Malarze, graficy, satyrycy, aktorzy, filmowcy… Czy nasze miasto było wyjątkowe?

2021-10-10 07:00:00(ost. akt: 2021-10-10 06:01:22)
Gunther Strupp /1912 -1996/

Gunther Strupp /1912 -1996/

Autor zdjęcia: Archiwum prywatne Andrzeja Knyżewskiego

W XIX w. utarło się powiedzenie: "tam, gdzie zaczynają się Mazury tam jest koniec kultury”. Powiedzenie to przetrwało jeszcze do okresu międzywojennego i jak każdy stereotyp był ogromnie niesłuszny i krzywdzący. Przykład? Dawny Johannisburg. Malarze, graficy, satyrycy, aktorzy, filmowcy… czy nasze miasto było wyjątkowe?
Pisz, dawniej Johannisburg, był zagubionym wśród lasów i jezior mazurskim miasteczkiem, w którym rytm życia wyznaczała przyroda, zmieniające się pory roku i codzienna walka o przetrwanie. W porównaniu do innych miast powiatowych ówczesnych Prus Wschodnich nie było to miasteczko zamożne.

Ogromne lasy, jeziora, bagna, surowy klimat oraz słabe ziemie przez wieki stanowiły skuteczną barierę jego rozwoju. Powodowało to, że zaludnienie tej ziemi było najmniejsze w całych Prusach Wschodnich. Wydawałoby się, że wszystkie te czynniki winny sprawić, że mieszkańcy będą twardo stąpać po ziemi, a nie bujać w obłokach. Jaki więc wpływ te twarde realia życia miały na rozwój kulturalny społeczności Johannisburga?
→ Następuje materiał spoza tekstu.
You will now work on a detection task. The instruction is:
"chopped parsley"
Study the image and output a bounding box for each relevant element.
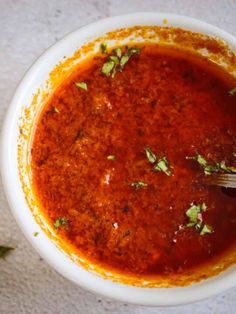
[186,203,207,225]
[0,246,14,258]
[109,55,119,66]
[101,61,116,77]
[114,47,122,58]
[145,147,156,164]
[54,217,69,229]
[120,55,129,69]
[186,153,236,175]
[145,146,172,176]
[131,181,148,190]
[154,156,172,176]
[218,160,236,173]
[100,42,108,54]
[200,224,213,235]
[127,47,140,56]
[107,155,116,161]
[120,47,141,70]
[228,87,236,96]
[186,154,207,167]
[75,82,88,91]
[185,203,213,236]
[34,232,39,237]
[101,46,141,77]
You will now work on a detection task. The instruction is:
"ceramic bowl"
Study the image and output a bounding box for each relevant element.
[1,12,236,306]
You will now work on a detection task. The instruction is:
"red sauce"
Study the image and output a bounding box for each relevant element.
[31,45,236,278]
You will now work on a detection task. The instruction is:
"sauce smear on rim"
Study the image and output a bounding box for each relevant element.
[31,45,236,278]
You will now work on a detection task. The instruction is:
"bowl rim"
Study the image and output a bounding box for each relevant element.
[1,12,236,306]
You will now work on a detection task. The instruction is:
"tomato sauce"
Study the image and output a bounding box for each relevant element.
[31,45,236,277]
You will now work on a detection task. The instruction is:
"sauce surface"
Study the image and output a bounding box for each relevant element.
[31,45,236,278]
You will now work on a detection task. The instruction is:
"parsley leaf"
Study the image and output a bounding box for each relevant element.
[186,204,200,223]
[101,46,141,77]
[218,161,236,173]
[54,217,69,229]
[185,203,213,236]
[109,55,120,65]
[145,147,172,175]
[120,55,130,69]
[75,82,88,91]
[34,232,39,237]
[145,147,156,164]
[186,154,207,167]
[127,47,141,57]
[186,203,207,223]
[120,47,140,70]
[199,223,213,235]
[131,181,148,190]
[154,156,172,176]
[114,47,122,58]
[0,246,14,258]
[101,61,116,76]
[228,87,236,96]
[186,153,236,175]
[100,42,108,54]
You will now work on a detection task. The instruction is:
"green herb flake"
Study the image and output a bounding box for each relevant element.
[185,203,213,236]
[120,47,140,69]
[186,154,207,167]
[34,232,39,237]
[75,82,88,91]
[101,46,141,77]
[0,246,14,258]
[127,47,141,57]
[199,223,214,235]
[54,217,69,229]
[109,55,119,66]
[107,155,116,161]
[101,61,115,76]
[145,147,156,164]
[228,87,236,96]
[114,47,122,58]
[186,203,207,223]
[186,221,197,228]
[120,55,130,69]
[186,204,200,223]
[100,42,108,54]
[186,153,236,175]
[203,164,218,176]
[219,160,230,172]
[131,181,148,190]
[154,156,172,176]
[218,161,236,173]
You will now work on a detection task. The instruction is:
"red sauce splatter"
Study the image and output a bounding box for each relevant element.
[31,45,236,277]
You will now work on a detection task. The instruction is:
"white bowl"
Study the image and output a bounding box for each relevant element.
[1,12,236,306]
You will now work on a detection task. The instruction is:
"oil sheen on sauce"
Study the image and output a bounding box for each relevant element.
[31,45,236,278]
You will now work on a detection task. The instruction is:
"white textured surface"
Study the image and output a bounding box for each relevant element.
[1,0,236,313]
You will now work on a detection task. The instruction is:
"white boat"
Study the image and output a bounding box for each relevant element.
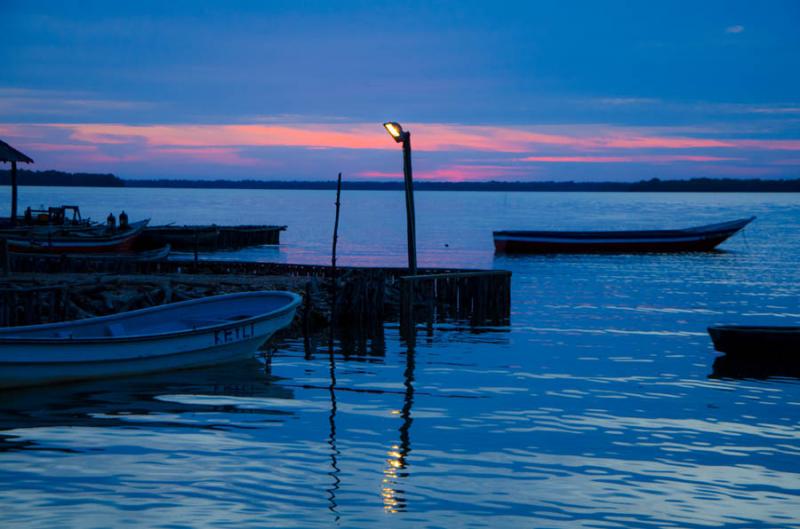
[0,291,302,389]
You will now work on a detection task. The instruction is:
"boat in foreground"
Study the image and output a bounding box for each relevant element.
[708,325,800,357]
[493,217,755,254]
[0,290,301,389]
[11,244,172,263]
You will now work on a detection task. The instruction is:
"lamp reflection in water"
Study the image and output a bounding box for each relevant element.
[326,338,341,521]
[382,336,416,513]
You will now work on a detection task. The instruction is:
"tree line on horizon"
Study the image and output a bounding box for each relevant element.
[0,169,124,187]
[3,169,800,192]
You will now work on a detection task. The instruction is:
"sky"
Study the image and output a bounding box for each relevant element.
[1,0,799,182]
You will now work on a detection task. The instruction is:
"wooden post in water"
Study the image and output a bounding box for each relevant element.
[330,172,343,329]
[193,229,199,271]
[0,238,8,276]
[401,133,417,275]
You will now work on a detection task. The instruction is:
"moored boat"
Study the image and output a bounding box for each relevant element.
[3,219,149,253]
[0,290,301,389]
[708,325,800,357]
[493,217,755,254]
[10,243,171,263]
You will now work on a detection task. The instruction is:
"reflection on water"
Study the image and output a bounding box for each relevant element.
[325,339,341,522]
[1,323,799,527]
[711,353,800,380]
[382,339,415,513]
[0,358,289,440]
[0,190,799,528]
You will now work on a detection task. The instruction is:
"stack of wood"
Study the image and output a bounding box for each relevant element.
[0,273,330,332]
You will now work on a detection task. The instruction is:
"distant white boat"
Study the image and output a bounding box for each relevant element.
[0,291,301,389]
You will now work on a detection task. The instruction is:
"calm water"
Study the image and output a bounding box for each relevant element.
[1,187,799,528]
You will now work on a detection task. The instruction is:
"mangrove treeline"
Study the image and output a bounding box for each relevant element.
[3,170,800,192]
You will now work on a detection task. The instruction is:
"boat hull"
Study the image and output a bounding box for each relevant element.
[0,291,300,389]
[708,325,800,357]
[11,244,171,263]
[493,217,754,254]
[4,220,149,254]
[0,336,272,389]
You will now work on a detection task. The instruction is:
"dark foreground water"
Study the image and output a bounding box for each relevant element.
[1,188,799,528]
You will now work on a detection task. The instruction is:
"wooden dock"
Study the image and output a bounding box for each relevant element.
[0,257,511,333]
[141,224,286,251]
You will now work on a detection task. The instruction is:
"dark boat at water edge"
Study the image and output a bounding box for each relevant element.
[708,325,800,357]
[142,224,286,251]
[493,217,755,254]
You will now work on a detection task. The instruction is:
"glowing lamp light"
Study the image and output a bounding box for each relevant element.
[383,122,406,143]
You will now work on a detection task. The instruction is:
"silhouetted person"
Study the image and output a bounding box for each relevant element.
[119,210,129,230]
[107,212,116,232]
[24,207,32,225]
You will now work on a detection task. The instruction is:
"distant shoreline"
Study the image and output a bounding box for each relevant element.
[3,169,800,192]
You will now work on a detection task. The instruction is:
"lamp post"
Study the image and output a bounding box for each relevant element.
[383,122,417,275]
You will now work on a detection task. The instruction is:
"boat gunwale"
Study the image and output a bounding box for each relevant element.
[0,290,302,345]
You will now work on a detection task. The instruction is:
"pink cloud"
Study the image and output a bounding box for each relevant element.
[15,122,798,157]
[23,143,98,153]
[416,164,529,182]
[519,154,740,163]
[151,147,259,166]
[50,145,257,167]
[356,170,403,178]
[520,156,630,163]
[735,139,800,151]
[2,120,798,181]
[598,136,734,149]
W ówczesnym państwie niemieckim poziom życia mieszkańców Mazur, a przede wszystkim ich kultura była przedmiotem szyderczych stereotypów. W XIX w. utarło się nawet powiedzenie, że „… tam, gdzie zaczynają się Mazury tam jest koniec kultury…”. Powiedzenie to przetrwało jeszcze do okresu międzywojennego i jak każdy stereotyp był ogromnie niesłuszny i krzywdzący.
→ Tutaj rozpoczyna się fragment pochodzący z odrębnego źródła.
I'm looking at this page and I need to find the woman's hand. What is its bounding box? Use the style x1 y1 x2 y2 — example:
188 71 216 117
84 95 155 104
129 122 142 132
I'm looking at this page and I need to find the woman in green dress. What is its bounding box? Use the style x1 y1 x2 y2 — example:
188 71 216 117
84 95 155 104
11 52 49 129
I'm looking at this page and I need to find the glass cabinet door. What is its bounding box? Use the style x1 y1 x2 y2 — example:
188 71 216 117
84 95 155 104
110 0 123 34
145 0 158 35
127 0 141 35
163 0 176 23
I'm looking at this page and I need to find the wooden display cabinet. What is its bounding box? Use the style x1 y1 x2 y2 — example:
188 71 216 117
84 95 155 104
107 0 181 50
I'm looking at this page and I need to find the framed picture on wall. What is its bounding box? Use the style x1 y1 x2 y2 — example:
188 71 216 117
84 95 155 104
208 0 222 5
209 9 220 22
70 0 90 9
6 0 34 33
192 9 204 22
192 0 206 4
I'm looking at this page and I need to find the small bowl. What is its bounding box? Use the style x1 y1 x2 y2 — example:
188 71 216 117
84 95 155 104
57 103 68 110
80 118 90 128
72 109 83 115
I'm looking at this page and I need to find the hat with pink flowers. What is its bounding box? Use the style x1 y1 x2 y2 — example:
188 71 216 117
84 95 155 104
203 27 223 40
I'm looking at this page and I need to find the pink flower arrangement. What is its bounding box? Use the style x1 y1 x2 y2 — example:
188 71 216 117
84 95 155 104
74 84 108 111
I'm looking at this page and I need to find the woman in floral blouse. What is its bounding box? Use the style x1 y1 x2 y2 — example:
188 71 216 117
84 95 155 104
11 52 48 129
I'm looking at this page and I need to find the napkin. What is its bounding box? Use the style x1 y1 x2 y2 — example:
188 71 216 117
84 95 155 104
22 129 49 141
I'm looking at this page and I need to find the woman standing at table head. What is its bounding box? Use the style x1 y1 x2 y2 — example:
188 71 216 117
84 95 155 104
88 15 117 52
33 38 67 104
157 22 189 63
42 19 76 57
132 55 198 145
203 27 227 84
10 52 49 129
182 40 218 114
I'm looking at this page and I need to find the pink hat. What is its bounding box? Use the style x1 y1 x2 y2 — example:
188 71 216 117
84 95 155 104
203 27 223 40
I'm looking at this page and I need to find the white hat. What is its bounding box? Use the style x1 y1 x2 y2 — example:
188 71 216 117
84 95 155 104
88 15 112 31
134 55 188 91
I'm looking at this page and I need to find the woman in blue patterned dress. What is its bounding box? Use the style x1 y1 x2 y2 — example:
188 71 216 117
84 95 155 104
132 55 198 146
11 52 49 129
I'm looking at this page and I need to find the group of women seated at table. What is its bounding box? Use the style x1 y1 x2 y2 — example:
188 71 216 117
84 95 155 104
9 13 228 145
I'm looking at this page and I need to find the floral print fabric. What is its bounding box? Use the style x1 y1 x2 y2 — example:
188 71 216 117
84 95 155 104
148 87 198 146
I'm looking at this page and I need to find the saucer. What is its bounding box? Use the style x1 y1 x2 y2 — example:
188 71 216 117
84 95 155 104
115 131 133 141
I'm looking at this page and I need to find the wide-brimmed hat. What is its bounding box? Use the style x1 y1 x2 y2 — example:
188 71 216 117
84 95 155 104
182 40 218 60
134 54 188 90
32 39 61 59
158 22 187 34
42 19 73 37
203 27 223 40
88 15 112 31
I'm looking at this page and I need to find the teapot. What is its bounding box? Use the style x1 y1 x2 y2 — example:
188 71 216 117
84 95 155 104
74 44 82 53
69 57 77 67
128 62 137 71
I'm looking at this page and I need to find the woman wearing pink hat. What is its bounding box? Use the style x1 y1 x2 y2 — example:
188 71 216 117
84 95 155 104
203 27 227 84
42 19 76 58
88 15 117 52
Lata, które minęły i powszechny dostęp do informacji dają nam odpowiedź na niektóre pytania. Odkrywane są nieznane fakty historyczne i odkrywamy również ludzi, którzy tworzyli historię tego miasta lub też urodzili się tutaj i wnieśli znaczący wkład w rozwój różnych dziedzin życia. Rozwój gospodarczy zazwyczaj idzie w parze z rozwojem kultury.

Jeśli porównalibyśmy ilość wywodzących się z dawnego Pisza osób, które wniosły do kultury niemieckiej i światowej znaczący wkład - z innymi miastami Prus Wschodnich - to okazałoby się, że z Johannisburga jest ich najwięcej. Rzec można by, że Pisz zdeklasował inne miasta, a przecież nasze miasto zdecydowanie ustępowało im w rozwoju.

Możemy wręcz mówić o jakimś zjawisku ponieważ dotyczy to dużej grupy osób obdarzonych nie tylko wyjątkowymi talentami, lecz także obdarzonych wyjątkową wrażliwością. Podkreślić trzeba również, że wszyscy oni opisywali świat poprzez obrazy. Jedni tworzyli obrazy malując je, inni robili to na taśmie filmowej. Warto poznać te postacie by zrozumieć miejsce w którym się mieszka i społeczność, która tu kiedyś zamieszkiwała.

Przegląd rozpoczniemy od dwójki malarzy, których „mazurskość” miała bezpośrednie odniesienia w ich twórczości, są to Ernst Rimmek /1890-1963/ i Vera Macht /1920-2020/.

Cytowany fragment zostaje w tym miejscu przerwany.